(CN) – Europe’s high court rebuked Poland for allowing the sale of unauthorized foreign pharmaceuticals because they are cheaper.
The European Commission brought the action before the Court of Justice in Luxembourg, arguing that the Polish law runs afoul of an EU directive that no medicinal product may be placed on the market without the approval of the European Medicines Agency. The law provides for extenuating circumstances, which it calls “special needs,” provided the drugs are formulated in accordance with health care standards and are prescribed by a medical professional.
Poland has allowed the importation of foreign drugs that are cheaper but formulaically similar to EU-approved pharmaceuticals. The country argued that by focusing solely on price, the commission overlooked the conditions of “special needs,” the purpose of saving lives and safeguarding the health of patients. Poland also argued that its own law is actually more stringent than the EU directive since it requires the same active ingredients and dosing in the imported drugs as are found in EU-approved medicine.
The high court, however, ruled that the directive provides for harmonization of the market, which “enables cost-efficient and non-discriminatory market access, while ensuring that the requirements of safeguarding public health are achieved.”

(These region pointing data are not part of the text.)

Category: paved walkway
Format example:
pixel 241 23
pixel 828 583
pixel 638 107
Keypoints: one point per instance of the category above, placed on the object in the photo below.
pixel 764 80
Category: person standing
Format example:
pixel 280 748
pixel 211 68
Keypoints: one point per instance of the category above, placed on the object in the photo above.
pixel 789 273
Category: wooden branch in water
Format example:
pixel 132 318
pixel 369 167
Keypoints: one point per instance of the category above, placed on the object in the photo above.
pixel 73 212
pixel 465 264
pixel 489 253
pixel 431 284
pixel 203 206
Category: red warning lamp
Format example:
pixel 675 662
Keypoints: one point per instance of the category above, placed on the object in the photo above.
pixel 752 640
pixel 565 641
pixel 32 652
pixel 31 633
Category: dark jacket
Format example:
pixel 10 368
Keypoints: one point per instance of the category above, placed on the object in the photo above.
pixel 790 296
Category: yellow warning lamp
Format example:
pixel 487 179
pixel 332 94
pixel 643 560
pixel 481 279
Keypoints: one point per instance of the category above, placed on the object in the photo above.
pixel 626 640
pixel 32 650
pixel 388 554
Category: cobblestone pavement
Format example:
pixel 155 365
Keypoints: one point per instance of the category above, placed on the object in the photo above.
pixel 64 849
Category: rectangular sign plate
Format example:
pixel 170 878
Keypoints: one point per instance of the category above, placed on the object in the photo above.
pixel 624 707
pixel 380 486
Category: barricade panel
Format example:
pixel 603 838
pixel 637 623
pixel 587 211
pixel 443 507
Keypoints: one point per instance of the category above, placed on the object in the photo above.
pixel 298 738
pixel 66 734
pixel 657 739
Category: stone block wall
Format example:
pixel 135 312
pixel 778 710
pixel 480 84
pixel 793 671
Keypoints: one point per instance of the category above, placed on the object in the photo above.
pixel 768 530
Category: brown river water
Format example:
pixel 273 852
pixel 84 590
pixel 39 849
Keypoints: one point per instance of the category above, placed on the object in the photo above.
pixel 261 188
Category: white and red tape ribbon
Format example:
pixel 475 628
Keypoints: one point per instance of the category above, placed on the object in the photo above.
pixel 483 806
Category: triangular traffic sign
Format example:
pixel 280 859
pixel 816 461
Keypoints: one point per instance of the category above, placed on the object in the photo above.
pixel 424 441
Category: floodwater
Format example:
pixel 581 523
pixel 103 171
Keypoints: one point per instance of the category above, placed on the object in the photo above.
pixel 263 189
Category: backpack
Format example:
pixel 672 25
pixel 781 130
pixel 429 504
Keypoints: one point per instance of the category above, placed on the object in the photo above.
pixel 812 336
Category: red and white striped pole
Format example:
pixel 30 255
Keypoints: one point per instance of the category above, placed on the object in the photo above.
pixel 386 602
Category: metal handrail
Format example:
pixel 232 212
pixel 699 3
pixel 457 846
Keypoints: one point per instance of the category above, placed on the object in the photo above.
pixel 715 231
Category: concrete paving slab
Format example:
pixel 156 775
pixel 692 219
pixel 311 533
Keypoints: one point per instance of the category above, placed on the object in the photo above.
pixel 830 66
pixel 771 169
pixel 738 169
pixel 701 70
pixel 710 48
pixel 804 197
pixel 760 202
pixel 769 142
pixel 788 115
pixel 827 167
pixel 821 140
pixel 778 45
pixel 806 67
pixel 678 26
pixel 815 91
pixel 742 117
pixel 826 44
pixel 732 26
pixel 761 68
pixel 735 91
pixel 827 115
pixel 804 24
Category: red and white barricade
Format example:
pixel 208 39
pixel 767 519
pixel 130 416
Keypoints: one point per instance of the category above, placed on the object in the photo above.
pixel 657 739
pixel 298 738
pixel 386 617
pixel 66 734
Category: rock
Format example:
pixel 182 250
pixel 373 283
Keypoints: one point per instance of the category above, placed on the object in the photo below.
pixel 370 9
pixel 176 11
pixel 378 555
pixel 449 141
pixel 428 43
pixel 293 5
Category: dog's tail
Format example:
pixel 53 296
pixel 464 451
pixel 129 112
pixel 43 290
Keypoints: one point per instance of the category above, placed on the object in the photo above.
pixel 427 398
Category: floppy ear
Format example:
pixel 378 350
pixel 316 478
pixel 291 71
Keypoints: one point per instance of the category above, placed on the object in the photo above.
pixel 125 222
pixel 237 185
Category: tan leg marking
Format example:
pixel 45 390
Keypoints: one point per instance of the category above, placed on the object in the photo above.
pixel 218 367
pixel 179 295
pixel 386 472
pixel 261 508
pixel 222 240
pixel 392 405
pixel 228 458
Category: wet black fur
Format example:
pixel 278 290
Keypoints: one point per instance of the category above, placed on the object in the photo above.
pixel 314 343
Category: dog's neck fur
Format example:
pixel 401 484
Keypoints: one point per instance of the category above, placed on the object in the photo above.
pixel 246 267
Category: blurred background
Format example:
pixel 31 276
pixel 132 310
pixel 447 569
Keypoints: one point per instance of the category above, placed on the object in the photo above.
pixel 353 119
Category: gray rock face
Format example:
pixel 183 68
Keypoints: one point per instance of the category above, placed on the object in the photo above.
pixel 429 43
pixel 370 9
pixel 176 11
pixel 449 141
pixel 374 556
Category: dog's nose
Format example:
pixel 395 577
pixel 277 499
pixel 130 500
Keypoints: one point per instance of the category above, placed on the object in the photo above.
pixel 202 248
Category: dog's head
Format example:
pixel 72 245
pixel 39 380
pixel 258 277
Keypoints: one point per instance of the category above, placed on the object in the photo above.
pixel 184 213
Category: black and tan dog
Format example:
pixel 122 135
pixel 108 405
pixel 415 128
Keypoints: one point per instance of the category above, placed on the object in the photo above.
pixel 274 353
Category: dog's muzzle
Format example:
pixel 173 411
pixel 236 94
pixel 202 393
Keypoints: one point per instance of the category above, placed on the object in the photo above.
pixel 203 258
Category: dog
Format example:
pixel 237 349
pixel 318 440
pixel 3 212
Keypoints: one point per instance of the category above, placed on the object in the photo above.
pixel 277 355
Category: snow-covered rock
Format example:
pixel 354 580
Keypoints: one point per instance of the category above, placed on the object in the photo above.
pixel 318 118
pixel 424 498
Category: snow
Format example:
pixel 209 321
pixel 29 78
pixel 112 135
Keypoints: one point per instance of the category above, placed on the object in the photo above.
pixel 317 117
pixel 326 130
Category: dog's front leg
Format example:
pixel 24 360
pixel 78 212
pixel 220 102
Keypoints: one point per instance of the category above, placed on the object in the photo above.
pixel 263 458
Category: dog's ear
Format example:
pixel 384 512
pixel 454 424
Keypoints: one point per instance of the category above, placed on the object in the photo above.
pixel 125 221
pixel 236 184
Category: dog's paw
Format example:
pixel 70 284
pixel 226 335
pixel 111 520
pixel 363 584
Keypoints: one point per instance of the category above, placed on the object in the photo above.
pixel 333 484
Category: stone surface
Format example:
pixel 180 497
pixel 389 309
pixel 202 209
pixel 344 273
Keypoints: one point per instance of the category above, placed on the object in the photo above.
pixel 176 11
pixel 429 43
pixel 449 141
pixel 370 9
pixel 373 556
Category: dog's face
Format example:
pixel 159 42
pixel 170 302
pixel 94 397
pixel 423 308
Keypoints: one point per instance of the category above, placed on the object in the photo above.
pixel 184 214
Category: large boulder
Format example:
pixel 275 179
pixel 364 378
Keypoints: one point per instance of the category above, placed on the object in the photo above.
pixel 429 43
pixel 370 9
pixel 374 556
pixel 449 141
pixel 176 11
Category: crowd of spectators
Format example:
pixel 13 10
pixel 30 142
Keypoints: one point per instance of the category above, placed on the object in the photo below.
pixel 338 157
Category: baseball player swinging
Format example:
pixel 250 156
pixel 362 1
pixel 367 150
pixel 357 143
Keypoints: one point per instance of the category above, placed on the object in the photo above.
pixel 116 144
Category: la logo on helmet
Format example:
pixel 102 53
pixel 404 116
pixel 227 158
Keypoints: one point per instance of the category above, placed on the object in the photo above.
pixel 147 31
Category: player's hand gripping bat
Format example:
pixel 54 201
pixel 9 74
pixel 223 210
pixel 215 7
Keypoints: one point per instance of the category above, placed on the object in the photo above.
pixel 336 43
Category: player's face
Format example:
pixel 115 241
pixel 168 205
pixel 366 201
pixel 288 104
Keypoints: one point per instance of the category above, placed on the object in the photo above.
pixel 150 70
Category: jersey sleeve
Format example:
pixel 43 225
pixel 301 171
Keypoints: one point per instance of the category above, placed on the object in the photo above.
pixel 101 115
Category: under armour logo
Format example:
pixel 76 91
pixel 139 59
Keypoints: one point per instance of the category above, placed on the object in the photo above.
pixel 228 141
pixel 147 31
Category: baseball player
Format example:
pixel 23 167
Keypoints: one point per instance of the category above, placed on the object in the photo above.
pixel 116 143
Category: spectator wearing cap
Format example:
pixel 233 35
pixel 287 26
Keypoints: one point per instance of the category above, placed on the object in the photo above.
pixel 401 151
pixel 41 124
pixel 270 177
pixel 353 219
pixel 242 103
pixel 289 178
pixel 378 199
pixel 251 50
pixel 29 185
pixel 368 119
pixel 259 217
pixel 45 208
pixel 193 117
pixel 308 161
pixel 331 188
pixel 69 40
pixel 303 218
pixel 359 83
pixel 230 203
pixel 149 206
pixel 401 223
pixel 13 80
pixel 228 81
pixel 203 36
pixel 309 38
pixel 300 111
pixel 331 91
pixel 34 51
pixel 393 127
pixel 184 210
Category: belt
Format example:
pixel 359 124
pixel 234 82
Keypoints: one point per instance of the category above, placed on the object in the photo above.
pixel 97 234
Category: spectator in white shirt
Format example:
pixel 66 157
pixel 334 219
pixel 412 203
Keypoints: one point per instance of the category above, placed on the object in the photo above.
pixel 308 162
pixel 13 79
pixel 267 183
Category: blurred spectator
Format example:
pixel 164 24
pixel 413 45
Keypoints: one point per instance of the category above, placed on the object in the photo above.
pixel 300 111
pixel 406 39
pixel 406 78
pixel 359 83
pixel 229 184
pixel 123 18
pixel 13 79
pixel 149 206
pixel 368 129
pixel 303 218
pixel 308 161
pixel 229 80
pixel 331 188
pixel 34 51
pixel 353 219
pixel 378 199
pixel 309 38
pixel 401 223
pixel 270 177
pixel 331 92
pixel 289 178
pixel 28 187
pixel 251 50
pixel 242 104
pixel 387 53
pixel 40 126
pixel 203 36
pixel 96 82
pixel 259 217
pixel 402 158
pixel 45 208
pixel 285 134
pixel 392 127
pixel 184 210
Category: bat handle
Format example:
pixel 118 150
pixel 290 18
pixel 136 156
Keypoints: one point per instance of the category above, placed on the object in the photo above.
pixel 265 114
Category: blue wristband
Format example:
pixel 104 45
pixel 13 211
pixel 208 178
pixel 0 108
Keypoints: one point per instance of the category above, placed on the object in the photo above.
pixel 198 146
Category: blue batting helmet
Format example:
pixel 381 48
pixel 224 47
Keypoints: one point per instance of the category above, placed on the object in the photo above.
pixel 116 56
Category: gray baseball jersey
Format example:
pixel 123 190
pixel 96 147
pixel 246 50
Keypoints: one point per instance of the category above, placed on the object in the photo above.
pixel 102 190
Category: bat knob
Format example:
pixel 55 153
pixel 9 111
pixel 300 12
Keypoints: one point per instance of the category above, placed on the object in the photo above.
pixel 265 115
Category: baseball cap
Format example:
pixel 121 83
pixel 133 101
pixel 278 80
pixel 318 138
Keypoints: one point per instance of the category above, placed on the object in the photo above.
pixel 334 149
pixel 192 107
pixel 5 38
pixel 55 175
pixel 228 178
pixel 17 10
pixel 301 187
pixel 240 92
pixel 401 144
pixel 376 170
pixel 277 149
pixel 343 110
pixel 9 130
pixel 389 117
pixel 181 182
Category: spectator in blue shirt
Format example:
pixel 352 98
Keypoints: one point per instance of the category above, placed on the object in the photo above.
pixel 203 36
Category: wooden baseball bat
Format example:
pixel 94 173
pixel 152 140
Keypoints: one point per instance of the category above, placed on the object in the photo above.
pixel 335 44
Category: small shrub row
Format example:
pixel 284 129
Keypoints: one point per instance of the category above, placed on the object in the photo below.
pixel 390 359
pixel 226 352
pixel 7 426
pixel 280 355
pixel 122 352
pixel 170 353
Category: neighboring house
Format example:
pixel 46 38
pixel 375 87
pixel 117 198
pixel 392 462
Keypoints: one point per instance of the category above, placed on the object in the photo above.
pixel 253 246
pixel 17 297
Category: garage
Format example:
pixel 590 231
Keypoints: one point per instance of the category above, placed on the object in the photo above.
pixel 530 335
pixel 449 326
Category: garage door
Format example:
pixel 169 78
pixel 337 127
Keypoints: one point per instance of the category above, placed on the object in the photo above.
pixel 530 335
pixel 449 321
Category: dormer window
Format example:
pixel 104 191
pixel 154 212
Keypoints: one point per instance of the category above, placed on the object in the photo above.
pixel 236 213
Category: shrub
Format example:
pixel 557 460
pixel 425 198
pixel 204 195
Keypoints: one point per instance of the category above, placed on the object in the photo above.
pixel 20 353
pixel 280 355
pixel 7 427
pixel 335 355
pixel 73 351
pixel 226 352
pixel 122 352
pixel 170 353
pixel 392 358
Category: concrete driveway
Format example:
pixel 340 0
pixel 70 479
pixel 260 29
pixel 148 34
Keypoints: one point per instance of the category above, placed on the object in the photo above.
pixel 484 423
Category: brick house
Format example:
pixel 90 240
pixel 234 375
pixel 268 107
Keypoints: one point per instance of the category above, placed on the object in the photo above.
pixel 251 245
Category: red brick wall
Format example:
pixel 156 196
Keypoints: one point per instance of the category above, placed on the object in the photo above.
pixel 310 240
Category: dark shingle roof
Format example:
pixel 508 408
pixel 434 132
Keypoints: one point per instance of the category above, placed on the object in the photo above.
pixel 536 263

Any deviation from the directive “must remain exceptional in order to preserve the practical effect of the marketing authorization procedure,” according to the court.
A special need, in the court’s eyes, “applies only to individual situations justified by medical considerations and presupposes that the medicinal product is necessary to meet the needs of the patient.”
“Where medicinal products having the same active substances, the same dosage and the same form as those which the doctor providing treatment considers that he must prescribe to treat his patients are already authorized and available on the national market, there cannot in fact be a question of ‘special needs'” under the EU directive, the Thursday decision states.
The financial considerations of patients or state health care providers are not, of themselves, special needs as defined by the directive, according to the court.
Poland’s law on medicinal products does not satisfy the conditions required to meet the special needs derogation, and “none of the other arguments put forward by the Republic of Poland is capable of calling that finding into question,” the court ruled.
The directive does not address national health care systems or their financial stability. Rather, it addresses exceptional cases in which it is appropriate to meet special medical needs, the court said.
All member states are “competent to set the price of medicinal products and the level of reimbursement by the national heath insurance scheme, on the basis of health, economic and social conditions,” according to the decision. They cannot rely on the directive to justify financially based medicinal decisions.